私にとって成長とは、単に知識や技術が増えることではありません。
より価値があり、より多くの人に影響を与え、より困難な仕事に責任を持てるようになること。
背負える責任が大きくなれば、それに見合った役割を任せてもらえるようになります。
振り返れば、自慢では無いですが、転職直後と比べて給与も大きく上がりました。
しかし、給与や役職は成長そのものではありません。
私にとっては、成長した結果としてついてきたものの一つです。
だから私は、
「仕事とは、自分の成長記録である」
と考えています。
本とは、先人の経験を借りるもの
私は年間130冊ほど本を読みます。
なぜそんなに読むのかと聞かれたら、
自分一人の経験だけで人生を考えるには、人生は短すぎるから
と答えます。
仕事、人間関係、マネジメント、キャリア。
自分が悩んでいることの多くは、おそらく自分が人類で初めて悩んでいることではありません。

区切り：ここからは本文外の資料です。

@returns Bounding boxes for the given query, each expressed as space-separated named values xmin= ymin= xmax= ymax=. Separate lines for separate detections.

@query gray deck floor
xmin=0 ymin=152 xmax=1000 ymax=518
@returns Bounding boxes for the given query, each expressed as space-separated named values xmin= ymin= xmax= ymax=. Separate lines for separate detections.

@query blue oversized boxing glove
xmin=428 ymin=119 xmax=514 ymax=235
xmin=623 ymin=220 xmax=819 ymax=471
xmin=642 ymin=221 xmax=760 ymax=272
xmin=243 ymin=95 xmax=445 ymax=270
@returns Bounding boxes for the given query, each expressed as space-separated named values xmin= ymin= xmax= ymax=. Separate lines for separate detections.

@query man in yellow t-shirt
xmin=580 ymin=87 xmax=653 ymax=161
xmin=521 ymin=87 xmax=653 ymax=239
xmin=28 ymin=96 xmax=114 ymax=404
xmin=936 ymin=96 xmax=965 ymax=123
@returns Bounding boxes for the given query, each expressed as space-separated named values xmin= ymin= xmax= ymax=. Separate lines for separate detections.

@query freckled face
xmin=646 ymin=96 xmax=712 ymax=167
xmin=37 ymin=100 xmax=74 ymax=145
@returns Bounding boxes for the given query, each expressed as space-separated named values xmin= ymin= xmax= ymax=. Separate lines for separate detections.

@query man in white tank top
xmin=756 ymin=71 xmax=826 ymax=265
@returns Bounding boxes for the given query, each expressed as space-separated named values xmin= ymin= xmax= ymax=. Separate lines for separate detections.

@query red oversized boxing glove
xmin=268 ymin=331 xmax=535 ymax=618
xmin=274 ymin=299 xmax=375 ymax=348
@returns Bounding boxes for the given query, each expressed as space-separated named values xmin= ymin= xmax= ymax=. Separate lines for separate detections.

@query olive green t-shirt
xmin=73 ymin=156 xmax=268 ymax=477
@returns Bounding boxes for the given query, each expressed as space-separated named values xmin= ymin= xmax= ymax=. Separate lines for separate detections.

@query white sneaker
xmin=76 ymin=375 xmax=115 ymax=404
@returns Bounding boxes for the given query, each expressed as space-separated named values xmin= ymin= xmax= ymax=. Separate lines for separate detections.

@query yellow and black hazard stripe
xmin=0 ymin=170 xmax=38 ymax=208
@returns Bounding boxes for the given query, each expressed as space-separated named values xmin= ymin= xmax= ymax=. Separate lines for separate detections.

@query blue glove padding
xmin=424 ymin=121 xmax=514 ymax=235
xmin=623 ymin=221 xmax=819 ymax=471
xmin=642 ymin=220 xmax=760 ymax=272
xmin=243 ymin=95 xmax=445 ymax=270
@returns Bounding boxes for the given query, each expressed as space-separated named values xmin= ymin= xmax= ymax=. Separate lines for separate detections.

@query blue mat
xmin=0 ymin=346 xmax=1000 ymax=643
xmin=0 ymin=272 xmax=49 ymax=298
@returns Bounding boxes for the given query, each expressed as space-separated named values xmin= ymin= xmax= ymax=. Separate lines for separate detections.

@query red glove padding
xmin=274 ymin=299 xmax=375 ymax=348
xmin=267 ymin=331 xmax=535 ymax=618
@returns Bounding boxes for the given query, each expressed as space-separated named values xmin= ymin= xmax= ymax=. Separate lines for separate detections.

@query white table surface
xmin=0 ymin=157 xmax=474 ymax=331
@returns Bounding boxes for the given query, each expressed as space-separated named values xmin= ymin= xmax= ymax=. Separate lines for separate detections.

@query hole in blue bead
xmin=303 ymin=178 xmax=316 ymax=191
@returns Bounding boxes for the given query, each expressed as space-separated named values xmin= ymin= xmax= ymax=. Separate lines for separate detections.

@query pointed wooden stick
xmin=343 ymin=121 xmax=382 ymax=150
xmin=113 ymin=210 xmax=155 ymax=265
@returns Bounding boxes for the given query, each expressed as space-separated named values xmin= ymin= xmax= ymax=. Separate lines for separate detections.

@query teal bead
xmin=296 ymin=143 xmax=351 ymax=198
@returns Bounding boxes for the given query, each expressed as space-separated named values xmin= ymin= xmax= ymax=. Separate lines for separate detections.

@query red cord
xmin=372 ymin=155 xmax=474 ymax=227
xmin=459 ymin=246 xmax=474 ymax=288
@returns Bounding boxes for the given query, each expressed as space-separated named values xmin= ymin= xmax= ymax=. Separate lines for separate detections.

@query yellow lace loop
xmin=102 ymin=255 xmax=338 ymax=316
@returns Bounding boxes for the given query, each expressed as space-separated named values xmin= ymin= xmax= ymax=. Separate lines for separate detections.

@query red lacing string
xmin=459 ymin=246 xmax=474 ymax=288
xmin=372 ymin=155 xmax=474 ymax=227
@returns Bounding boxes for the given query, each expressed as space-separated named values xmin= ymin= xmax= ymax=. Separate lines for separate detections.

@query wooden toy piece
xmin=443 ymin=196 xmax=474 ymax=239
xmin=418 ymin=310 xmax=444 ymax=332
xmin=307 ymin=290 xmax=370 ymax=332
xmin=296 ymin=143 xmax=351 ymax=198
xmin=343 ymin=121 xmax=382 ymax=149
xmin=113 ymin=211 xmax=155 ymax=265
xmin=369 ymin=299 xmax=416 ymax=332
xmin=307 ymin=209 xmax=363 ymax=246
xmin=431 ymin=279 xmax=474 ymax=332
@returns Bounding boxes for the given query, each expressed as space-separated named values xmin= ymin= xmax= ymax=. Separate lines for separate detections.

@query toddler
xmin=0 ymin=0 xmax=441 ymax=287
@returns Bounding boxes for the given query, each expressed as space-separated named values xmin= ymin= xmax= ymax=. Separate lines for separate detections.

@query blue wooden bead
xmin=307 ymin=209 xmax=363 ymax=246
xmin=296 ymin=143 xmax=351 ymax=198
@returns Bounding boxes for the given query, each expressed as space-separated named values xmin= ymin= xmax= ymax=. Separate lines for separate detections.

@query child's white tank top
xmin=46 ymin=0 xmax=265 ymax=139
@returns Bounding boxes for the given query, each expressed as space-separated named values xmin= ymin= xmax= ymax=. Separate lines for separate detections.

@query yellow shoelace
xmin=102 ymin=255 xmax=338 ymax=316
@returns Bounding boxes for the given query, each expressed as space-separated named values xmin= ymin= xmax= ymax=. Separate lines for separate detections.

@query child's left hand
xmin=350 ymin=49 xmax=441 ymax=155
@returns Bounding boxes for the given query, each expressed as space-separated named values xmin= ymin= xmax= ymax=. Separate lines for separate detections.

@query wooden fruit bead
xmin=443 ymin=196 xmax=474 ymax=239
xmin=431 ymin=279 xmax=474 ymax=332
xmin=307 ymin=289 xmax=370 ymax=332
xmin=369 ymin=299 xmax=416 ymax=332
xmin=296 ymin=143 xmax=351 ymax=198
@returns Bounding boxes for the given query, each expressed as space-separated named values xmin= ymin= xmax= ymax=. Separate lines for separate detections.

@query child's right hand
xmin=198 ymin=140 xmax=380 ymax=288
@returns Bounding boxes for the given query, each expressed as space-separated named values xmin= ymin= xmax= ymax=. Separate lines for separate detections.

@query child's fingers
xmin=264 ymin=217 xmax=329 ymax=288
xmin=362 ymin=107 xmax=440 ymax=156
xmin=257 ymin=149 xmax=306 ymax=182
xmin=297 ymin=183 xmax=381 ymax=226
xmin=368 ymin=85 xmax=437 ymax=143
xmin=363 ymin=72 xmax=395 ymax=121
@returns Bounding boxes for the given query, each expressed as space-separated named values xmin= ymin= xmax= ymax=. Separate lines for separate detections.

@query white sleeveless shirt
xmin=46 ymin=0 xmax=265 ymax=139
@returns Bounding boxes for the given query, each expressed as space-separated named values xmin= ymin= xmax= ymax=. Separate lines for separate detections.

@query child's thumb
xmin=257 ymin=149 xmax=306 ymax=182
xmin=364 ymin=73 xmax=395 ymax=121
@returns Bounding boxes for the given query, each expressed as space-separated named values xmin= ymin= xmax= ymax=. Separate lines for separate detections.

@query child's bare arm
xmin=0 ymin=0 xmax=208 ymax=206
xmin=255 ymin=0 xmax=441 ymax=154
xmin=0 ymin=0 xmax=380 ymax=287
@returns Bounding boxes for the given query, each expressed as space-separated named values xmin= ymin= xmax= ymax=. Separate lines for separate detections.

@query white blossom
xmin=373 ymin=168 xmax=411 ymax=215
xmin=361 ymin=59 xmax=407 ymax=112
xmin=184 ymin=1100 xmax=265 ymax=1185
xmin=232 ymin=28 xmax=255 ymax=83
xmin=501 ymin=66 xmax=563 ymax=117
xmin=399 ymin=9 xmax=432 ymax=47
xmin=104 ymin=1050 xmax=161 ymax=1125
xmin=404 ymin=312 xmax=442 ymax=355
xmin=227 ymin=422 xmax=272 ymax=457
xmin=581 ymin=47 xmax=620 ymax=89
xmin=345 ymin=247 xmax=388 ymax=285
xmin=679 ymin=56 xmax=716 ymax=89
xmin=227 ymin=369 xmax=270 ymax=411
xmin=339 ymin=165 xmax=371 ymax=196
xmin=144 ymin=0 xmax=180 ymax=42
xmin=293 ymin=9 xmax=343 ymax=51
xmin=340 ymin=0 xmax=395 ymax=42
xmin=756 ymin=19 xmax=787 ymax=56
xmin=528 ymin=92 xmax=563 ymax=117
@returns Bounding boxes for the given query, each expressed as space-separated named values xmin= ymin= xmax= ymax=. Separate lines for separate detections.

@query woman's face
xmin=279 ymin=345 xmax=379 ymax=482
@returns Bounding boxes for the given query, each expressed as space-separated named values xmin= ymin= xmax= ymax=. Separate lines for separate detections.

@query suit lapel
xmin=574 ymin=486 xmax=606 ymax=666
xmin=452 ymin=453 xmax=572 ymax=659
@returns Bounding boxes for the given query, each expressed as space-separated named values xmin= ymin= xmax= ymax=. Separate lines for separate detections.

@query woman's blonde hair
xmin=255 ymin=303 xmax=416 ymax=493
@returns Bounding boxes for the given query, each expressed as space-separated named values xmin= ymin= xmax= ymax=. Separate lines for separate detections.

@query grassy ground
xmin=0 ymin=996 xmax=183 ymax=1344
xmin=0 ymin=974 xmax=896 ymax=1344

同じようなことで悩み、考え、失敗し、何かを学んだ人たちが過去にたくさんいます。
そして、その経験や知恵を本として残してくれています。
何年、何十年とかけて得た経験に、数時間と数千円で触れることができる。
本ほど効率の良い学びの手段は、そう多くないと思っています。
ただし、本に自分の答えを決めてもらおうとは思いません。
著者の答えは、その人の人生で得た答えです。
自分にもそのまま当てはまるとは限りません。
だから、
本から先人の経験を借り、それを材料に自分で考え決断する。
それが私にとっての読書です。
一方で、小説も読みます。
小学生の頃からミステリーが好きで、今でも小説を読みます。
理由は単純です。
楽しいから。
文字を読みながら、登場人物や風景を頭の中に描き、この先どうなるのだろうと想像する。
そのドキドキやワクワクが、本の大きな魅力だと思っています。
50代になっても、新しい技術がおもしろい
現在は、企業のDXやAI導入に取り組んでいます。
しかし、根本にあるのは今でも、
「自分は技術者である」
という感覚です。
新しい技術を知ること。
実際に触ってみること。
動かしてみること。
それが純粋におもしろい。
特にAIは、これから社会を大きく変える可能性を持った技術だと感じています。
仕事はどう変わるのか。
会社はどう変わるのか。
私たちの子供たちが社会に出る頃には、どんな世界になっているのか。
それを想像するだけでもワクワクします。
そして私は、その変化を外から眺めるだけではなく、できるだけ中にいたいと思っています。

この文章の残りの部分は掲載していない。